Hail Py4JError while calling z:is.hail.backend.spark.SparkBackend.executeJSON

#1

Actually I am having issues while running Hail 0.2.These are the following commands I ran in a ipython shell as follows:-

import hail as hl
mt = hl.balding_nichols_model(n_populations=3, n_samples=50, n_variants=100)
mt.count()

I am getting this error “Py4JError: An error occurred while calling z:is.hail.backend.spark.SparkBackend.executeJSON” while running the third step “mt.count()”.

It would be a great help if someone can help me in resolving this issue.

Thank you.

0 Likes

#2

A few questions:

  1. what is the full stack trace? Both Python and java.
  2. How did you install Hail? pip, compiled your own, etc.
  3. Related, what system are you running on? Mac laptop, Linux laptop, cluster, etc.
0 Likes

#3

Dear tpoterba,

Thank you for responding. I tried installing hail using pip on a laptop having Centos 7. I have spark 2.4.1 installed in standalone mode in my laptop.

Actually I removed all the packages installed using pip and built a fresh jar from the source. The jar got built successfully for the spark version 2.4.1.

Right now I am able to call the hail library succesfully in pyspark prompt,but when I am initializing hail using hl.init(), I am getting the following error:-

Using Python version 3.6.6 (default, Mar 29 2019 00:03:27)
SparkSession available as ‘spark’.
>>> import hail as hl
>>> hl.init()
Traceback (most recent call last):
** File “”, line 1, in **
** File “”, line 2, in init**
** File “/home/aby/CBR-IISC/Hail/hail/hail/python/hail/typecheck/check.py”, line 561, in wrapper**
** return original_func(*args, **kwargs)**
** File “/home/aby/CBR-IISC/Hail/hail/hail/python/hail/context.py”, line 256, in init**
** default_reference, idempotent, global_seed, _backend)**
** File “”, line 2, in init**
** File “/home/aby/CBR-IISC/Hail/hail/hail/python/hail/typecheck/check.py”, line 561, in wrapper**
** return original_func(*args, **kwargs)**
** File “/home/aby/CBR-IISC/Hail/hail/hail/python/hail/context.py”, line 97, in init**
** min_block_size, branching_factor, tmp_dir)**
TypeError: ‘JavaPackage’ object is not callable

0 Likes

#4

This error means that the Hail jar isn’t on your classpath. Try something like this:

export PYSPARK_SUBMIT_ARGS="--conf spark.driver.extraClassPath=/Users/tpoterba/hail/hail/build/libs/hail-all-spark.jar --conf spark.executor.extraClassPath=/Users/tpoterba/hail/hail/build/libs/hail-all-spark.jar --driver-memory 8G pyspark-shell"
0 Likes

#5

I am still getting the same error. This is my current bashrc file entries:-

export PYSPARK_PYTHON=python3

export SPARK_HOME=/home/aby/spark

export PATH=$PATH:$SPARK_HOME/bin

export HAIL_HOME=/home/aby/CBR-IISC/Hail/hail/hail

export PYTHONPATH="${PYTHONPATH:+$PYTHONPATH:}$HAIL_HOME/build/distributions/hail-python.zip"
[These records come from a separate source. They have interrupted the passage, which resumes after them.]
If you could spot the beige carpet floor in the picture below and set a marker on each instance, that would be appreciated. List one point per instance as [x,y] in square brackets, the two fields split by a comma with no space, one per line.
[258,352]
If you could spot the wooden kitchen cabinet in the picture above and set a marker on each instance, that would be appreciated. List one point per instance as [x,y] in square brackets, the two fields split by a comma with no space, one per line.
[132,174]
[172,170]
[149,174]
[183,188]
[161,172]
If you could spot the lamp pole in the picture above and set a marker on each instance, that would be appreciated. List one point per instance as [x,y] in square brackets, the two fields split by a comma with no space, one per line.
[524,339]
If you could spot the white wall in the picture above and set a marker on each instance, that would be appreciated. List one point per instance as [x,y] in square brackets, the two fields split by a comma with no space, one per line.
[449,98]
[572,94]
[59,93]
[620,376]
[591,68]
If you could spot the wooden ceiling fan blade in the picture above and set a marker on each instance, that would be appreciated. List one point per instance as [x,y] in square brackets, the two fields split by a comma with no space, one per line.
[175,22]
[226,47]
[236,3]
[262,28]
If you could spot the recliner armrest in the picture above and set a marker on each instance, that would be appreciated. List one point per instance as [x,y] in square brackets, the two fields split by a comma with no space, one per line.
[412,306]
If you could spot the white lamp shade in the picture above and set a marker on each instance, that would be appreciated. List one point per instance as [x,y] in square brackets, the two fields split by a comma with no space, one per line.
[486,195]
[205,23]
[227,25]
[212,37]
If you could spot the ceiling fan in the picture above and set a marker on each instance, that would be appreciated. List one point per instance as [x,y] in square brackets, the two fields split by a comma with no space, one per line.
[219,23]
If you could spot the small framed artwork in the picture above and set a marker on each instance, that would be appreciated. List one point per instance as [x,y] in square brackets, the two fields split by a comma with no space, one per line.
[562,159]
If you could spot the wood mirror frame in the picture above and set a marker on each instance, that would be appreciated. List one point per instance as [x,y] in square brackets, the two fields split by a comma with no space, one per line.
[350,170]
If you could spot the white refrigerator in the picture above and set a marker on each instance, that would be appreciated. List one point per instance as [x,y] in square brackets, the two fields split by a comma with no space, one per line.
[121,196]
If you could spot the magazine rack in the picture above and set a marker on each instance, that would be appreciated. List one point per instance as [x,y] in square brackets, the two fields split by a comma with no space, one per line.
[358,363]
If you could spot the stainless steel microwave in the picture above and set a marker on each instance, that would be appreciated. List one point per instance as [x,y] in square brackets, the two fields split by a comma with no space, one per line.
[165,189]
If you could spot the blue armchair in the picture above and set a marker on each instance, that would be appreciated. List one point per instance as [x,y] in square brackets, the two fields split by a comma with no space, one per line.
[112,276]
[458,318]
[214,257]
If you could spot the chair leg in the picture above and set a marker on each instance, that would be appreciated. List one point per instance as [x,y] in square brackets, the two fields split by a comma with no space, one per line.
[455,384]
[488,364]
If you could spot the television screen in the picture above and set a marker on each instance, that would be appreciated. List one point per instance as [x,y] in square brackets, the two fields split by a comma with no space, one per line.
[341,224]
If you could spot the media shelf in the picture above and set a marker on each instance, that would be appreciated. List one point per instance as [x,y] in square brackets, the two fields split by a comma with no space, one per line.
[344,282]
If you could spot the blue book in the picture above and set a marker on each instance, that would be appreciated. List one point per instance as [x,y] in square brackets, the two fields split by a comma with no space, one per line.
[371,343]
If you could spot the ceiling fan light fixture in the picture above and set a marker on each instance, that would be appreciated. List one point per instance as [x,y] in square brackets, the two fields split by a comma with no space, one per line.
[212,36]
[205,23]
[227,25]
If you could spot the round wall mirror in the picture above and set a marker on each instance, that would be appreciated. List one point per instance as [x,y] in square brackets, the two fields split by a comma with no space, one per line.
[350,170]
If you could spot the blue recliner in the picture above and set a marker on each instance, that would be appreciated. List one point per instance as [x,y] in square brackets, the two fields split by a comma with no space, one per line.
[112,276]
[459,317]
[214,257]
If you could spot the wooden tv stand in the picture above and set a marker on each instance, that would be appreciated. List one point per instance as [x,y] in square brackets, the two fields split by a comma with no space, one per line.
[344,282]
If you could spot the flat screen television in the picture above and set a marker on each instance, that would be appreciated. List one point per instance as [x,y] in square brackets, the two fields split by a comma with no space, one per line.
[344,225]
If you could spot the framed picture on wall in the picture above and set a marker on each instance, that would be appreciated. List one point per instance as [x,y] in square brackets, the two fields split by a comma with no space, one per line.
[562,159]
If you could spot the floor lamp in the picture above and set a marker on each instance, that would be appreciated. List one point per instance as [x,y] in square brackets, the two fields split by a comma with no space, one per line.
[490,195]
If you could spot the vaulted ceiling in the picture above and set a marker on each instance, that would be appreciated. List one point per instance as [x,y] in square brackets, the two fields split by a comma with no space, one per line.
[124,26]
export PYTHONPATH="$PYTHONPATH:$SPARK_HOME/python"

export PYTHONPATH="$PYTHONPATH:$HAIL_HOME/python:$SPARK_HOME/python:echo $SPARK_HOME/python/lib/py4j*-src.zip"

export PYSPARK_SUBMIT_ARGS="*
** --jars $HAIL_HOME/build/libs/hail-all-spark.jar *

** --conf spark.driver.extraClassPath="$HAIL_HOME/build/libs/hail-all-spark.jar" **
** --conf spark.executor.extraClassPath="$HAIL_HOME/build/libs/hail-all-spark.jar" **
** pyspark-shell"**

0 Likes

#6

I am also having this problem. It seems java stops after a python command—— when using jps to see java processes, the process SparkSubmit disappears after executing mt.count().

$ ipython
Python 3.7.3 (default, Mar 27 2019, 22:11:17)
Type ‘copyright’, ‘credits’ or ‘license’ for more information
IPython 7.4.0 – An enhanced Interactive Python. Type ‘?’ for help.

In [1]: import hail

In [2]: import hail as hl

In [3]: hl.init()
using hail jar at /home/wmr/hail/anaconda3/envs/hail/lib/python3.7/site-packages/hail/hail-all-spark.jar
Setting default log level to “WARN”.
To adjust logging level use sc.setLogLevel(newLevel). For SparkR, use setLogLevel(newLevel).
Running on Apache Spark version 2.2.0
SparkUI available at http://10.10.0.175:4040
Welcome to
__ __ <>__
/ // /__ __/ /
/ __ / _ `/ / /
/
/ //_,/// version 0.2.12-9409c0635781
LOGGING: writing to /home/wmr/hail-20190416-2051-0.2.12-9409c0635781.log

In [4]: !jps
52916 Jps
52661 SparkSubmit

In [5]: mt = hl.balding_nichols_model(n_populations=3, n_samples=50, n_variants=100)
2019-04-16 20:52:17 Hail: INFO: balding_nichols_model: generating genotypes for 3 populations, 50 samples, and 100 variants…

In [6]: !jps
52661 SparkSubmit
53206 Jps

In [7]: mt.count()
ERROR: dlopen("/tmp/libhail5615322307661804588.so"): /lib64/libc.so.6: version GLIBC_2.14' not found (required by /tmp/libhail5615322307661804588.so) FATAL: caught exception java.lang.UnsatisfiedLinkError: /tmp/libhail5615322307661804588.so: /lib64/libc.so.6: versionGLIBC_2.14’ not found (required by /tmp/libhail5615322307661804588.so)
java.lang.UnsatisfiedLinkError: /tmp/libhail5615322307661804588.so: /lib64/libc.so.6: version `GLIBC_2.14’ not found (required by /tmp/libhail5615322307661804588.so)
at java.lang.ClassLoader$NativeLibrary.load(Native Method)
at java.lang.ClassLoader.loadLibrary0(ClassLoader.java:1941)
at java.lang.ClassLoader.loadLibrary(ClassLoader.java:1824)
at java.lang.Runtime.load0(Runtime.java:809)
at java.lang.System.load(System.java:1086)
at is.hail.nativecode.NativeCode.(NativeCode.java:25)
at is.hail.nativecode.NativeBase.(NativeBase.scala:22)
at is.hail.annotations.Region.(Region.scala:27)
at is.hail.annotations.Region$.apply(Region.scala:10)
at is.hail.annotations.Region$.scoped(Region.scala:13)
at is.hail.expr.ir.CompileAndEvaluate$.apply(CompileAndEvaluate.scala:81)
at is.hail.backend.spark.SparkBackend$.execute(SparkBackend.scala:49)
at is.hail.backend.spark.SparkBackend$.executeJSON(SparkBackend.scala:16)
at is.hail.backend.spark.SparkBackend.executeJSON(SparkBackend.scala)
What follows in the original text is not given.